Opinions of Sunday, 10 December 2006
Columnist: Okoampa-Ahoofe, Kwame
THE KIND OF TRADITIONAL PRIEST TO RUN OUT OF BUSINESS
In the wake of the recent motor-accident involving a convoy carrying Ghana’s Vice-President, Alhaji Aliu Mahama, the Accra Daily Mail (ADM) posted a news article to its website in which a traditional priest was reported to be claiming that the prevalence of road accidents were, supposedly, being caused by the spirit of former President Kwame Nkrumah.
While we strongly believe in the potent spirits of the dead, particularly the eudaemonious spirits of beneficent ancestors, we found this particular narrative, coming from a Nii Addo Ansah Otwatri II, the aforementioned priest and newsmaker, to be quite bizarre and amusing all at once. And we are almost equally tempted to add that Nii Otwatri’s call on Ghanaians, especially the ruling New Patriotic Party (NPP), to pacify the spirit of the deposed late president in order to drastically reduce the spate of road accidents in the country to be flagrantly insulting.
But before we even proceed any further, we are forced to point out the fact that we find the name of the traditional priest to be quite intriguing, in the theatrical sense of the term. Nii Addo Ansah Otwatri II, which roughly translates as “Chief Addo Ansah the Executor Par-Excellence,” or, perhaps, even more aptly, “Chief Addo Ansah the Decapitator.”
First of all, somebody ought to remind Nii Otwatri that if any of Ghana’s deceased leaders required a belated, fitting funerary send-off, as it were, it is definitely not the late President Nkrumah, but the pioneering and seminal likes of Dr. J. B. Danquah and Mr. Obetsebi-Lamptey, both of whom Nkrumah not only brutally assassinated but also criminally forbade their families and political associates and disciples from according fitting send-offs. The Akan have a maxim which states that: he who would not let his neighbor to take the ninth turn would also not be allowed to take the tenth turn.
Secondly, according to traditional Ghanaian lore, President Nkrumah does not qualify to be considered an “Otofoo,” one who meets accidental death and thus whose spirit perennially haunts the vicinity of his/her former existential purview or sphere of influence. In essence, since he did not die on the throne but, rather, was “fittingly” dispatched through a revolutionary military coup detat, Ghanaians have nothing to worry about the spirit of the deposed president feeling immitigably aggrieved and mordantly bitter and therefore gratuitously and pathologically indulging in mayhem in order to call attention to his need for propitiation, whatever that means.
Indeed, if anything at all, Nkrumah was accorded the kind of fabled (or fabulous) State-Burial that no other Ghanaian premier or illustrious citizen has ever been accorded.
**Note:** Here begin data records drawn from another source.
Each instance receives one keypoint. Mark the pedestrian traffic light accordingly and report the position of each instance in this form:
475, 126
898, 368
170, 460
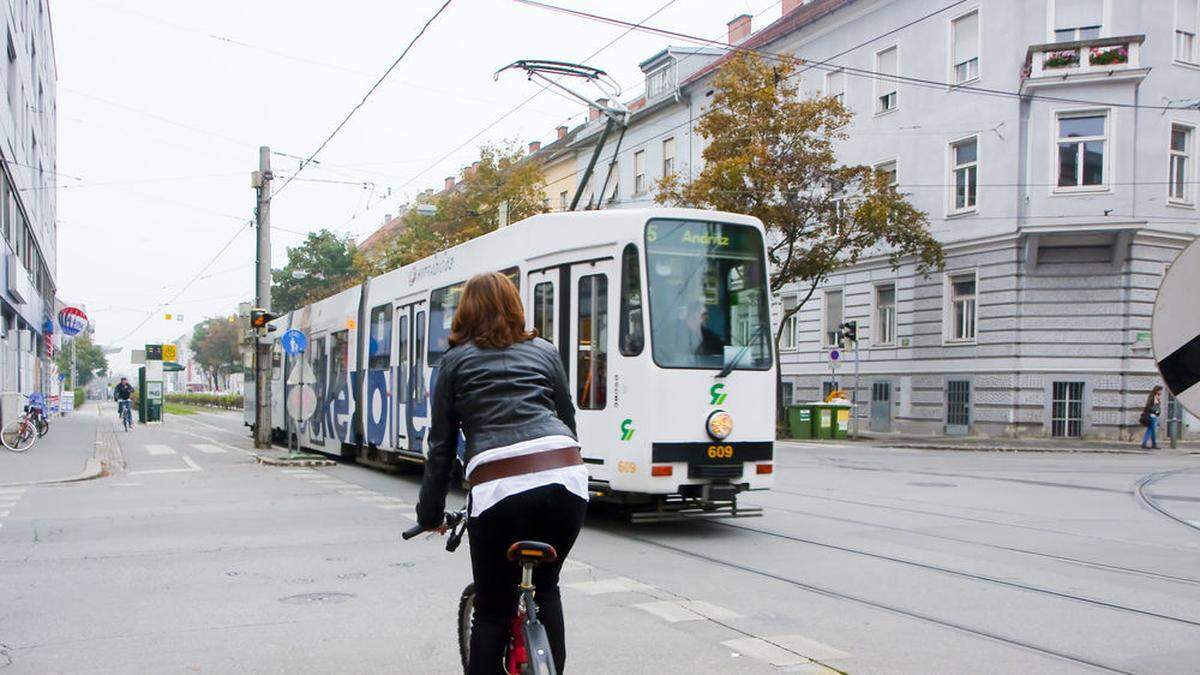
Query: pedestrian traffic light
850, 332
262, 320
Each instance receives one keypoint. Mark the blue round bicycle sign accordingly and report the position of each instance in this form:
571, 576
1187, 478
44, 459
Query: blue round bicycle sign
294, 341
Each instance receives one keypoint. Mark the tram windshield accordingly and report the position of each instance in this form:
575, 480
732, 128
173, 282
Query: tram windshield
708, 296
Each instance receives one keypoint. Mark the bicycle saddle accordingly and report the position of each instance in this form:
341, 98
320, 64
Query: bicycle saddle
532, 551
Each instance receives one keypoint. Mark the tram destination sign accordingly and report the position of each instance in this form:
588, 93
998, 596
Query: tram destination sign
1175, 329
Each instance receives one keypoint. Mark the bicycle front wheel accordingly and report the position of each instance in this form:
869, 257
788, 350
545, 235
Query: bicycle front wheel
18, 435
466, 615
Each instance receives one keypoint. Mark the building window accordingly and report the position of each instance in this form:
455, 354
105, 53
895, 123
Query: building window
631, 336
1181, 157
963, 308
1081, 139
958, 402
1067, 410
835, 85
787, 336
544, 310
640, 172
379, 346
832, 317
1186, 30
965, 53
886, 315
669, 157
593, 341
1078, 19
659, 82
887, 64
888, 172
965, 155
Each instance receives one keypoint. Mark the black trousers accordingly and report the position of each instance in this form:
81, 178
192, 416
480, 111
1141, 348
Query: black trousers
551, 514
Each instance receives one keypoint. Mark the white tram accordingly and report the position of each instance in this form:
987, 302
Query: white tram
663, 322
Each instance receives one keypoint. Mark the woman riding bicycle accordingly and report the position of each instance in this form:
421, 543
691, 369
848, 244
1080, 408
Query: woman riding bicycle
505, 389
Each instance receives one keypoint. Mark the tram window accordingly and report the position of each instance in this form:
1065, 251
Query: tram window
419, 357
593, 346
379, 346
633, 335
443, 304
514, 275
402, 371
544, 310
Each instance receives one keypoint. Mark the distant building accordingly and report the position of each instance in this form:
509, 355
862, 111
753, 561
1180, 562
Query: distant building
28, 181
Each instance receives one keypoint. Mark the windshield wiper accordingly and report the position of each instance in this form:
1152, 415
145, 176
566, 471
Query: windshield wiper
737, 358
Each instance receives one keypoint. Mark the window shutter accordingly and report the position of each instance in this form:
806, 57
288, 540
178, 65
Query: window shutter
1077, 13
1187, 16
966, 37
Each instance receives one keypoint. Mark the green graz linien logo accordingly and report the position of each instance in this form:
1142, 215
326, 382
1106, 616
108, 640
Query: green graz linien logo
627, 430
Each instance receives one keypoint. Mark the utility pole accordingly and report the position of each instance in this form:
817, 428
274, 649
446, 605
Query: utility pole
263, 299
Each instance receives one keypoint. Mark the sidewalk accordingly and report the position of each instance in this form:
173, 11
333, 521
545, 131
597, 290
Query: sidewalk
69, 452
982, 443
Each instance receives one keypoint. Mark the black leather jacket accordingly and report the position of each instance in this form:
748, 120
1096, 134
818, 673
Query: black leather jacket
497, 398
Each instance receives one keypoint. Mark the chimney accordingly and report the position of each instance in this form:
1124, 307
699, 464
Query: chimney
739, 29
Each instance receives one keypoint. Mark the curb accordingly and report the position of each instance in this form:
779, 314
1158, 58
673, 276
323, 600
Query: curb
93, 469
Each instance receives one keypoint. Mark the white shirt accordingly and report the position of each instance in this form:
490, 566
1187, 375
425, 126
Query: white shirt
486, 495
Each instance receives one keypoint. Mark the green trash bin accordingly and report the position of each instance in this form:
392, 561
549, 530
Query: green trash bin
799, 422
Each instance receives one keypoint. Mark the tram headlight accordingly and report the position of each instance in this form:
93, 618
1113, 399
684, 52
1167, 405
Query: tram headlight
719, 425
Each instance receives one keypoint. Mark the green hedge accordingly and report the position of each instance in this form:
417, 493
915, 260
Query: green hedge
227, 401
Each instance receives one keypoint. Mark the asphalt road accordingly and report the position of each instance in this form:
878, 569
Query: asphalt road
868, 560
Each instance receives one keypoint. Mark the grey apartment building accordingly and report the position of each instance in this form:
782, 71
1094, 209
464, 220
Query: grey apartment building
1051, 143
28, 184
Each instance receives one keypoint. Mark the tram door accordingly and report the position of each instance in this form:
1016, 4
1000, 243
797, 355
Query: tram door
592, 303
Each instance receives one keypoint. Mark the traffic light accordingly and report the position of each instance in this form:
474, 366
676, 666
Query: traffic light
262, 320
850, 332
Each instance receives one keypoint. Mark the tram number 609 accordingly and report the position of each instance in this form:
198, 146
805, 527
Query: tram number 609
720, 452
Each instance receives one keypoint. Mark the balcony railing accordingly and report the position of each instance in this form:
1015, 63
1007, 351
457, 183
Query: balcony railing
1084, 57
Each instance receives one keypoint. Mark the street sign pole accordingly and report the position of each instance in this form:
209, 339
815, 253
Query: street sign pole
263, 300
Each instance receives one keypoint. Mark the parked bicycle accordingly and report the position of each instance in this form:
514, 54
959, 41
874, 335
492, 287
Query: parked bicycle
21, 434
528, 647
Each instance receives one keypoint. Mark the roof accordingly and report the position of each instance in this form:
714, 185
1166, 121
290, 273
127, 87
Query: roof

And what is more, Nkrumah is the only deceased Ghanaian leader, to date, who has had a flamboyant and extravagant mausoleum constructed for him – so short of his own absolute and, perhaps, incurable lunacy, just exactly what is Nii Addo Ansah Otwatri talking about?
Our own theory, here, is that going by the sanguinary overtones of his name, Nii Addo Ansah Otwatri II may be up to no good, other than desperately and cynically adding to the existing confusion and mayhem surrounding these road accidents. Besides, since Nkrumah was never a Vice-President of Ghana, why, on God’s good Earth, would he want to send a bloody message through Mr. Aliu Mahama and not through President Kufuor, the substantive president himself?
Of course, we also fully recognize at this juncture that Nkrumah was, indeed, as swashbuckling as the name of Nii Otwatri suggests. And if, indeed, Nii Otwatri is a Ghanaian of Ga-ethnic extraction, then one would rather that he translated his last name of “Otwatri” into Ga and stop using his Akan-sounding name to deceive people. For we Akans want no part of his “religious” madness. Thirdly, one is almost apt to suspecting that, perhaps, Nii Otwatri II (we would really love to see how Nii Otwatri I actually looks or looked like) is deviously staging his melodrama in cahoots with the cynical likes of Mr. Kwesi Pratt and some of the other swindling malcontents of the rump Convention People’s Party, which is why the “fetish” priest would also insist that any attempt to “re-pacify” the spirit of Nkrumah must, perforce, involve the active participation of “the Convention People’s Party…because some of the party members followed Dr. Nkrumah to places to swallow the concoctions.”
Needless to say, the preceding smacks of a desperate and facile attempt by fanatical Nkrumacrats to insinuating their deposed demi-god into the salutary affair of a democratic Ghana, in hopes of making themselves and their party an electoral force to reckon with. If so, then Nii Otwatri had better prepare to drink his own decoction with his Nkrumaist buddies and leave the rest of us out of it!
On a salient note, though, is our need to thank Nii Otwatri for confirming for us what many of us have suspected all along – that President Nkrumah was a concoction-quaffing megalomaniac who thought Ghana, Africa and the rest of the world revolved around his whims and caprices.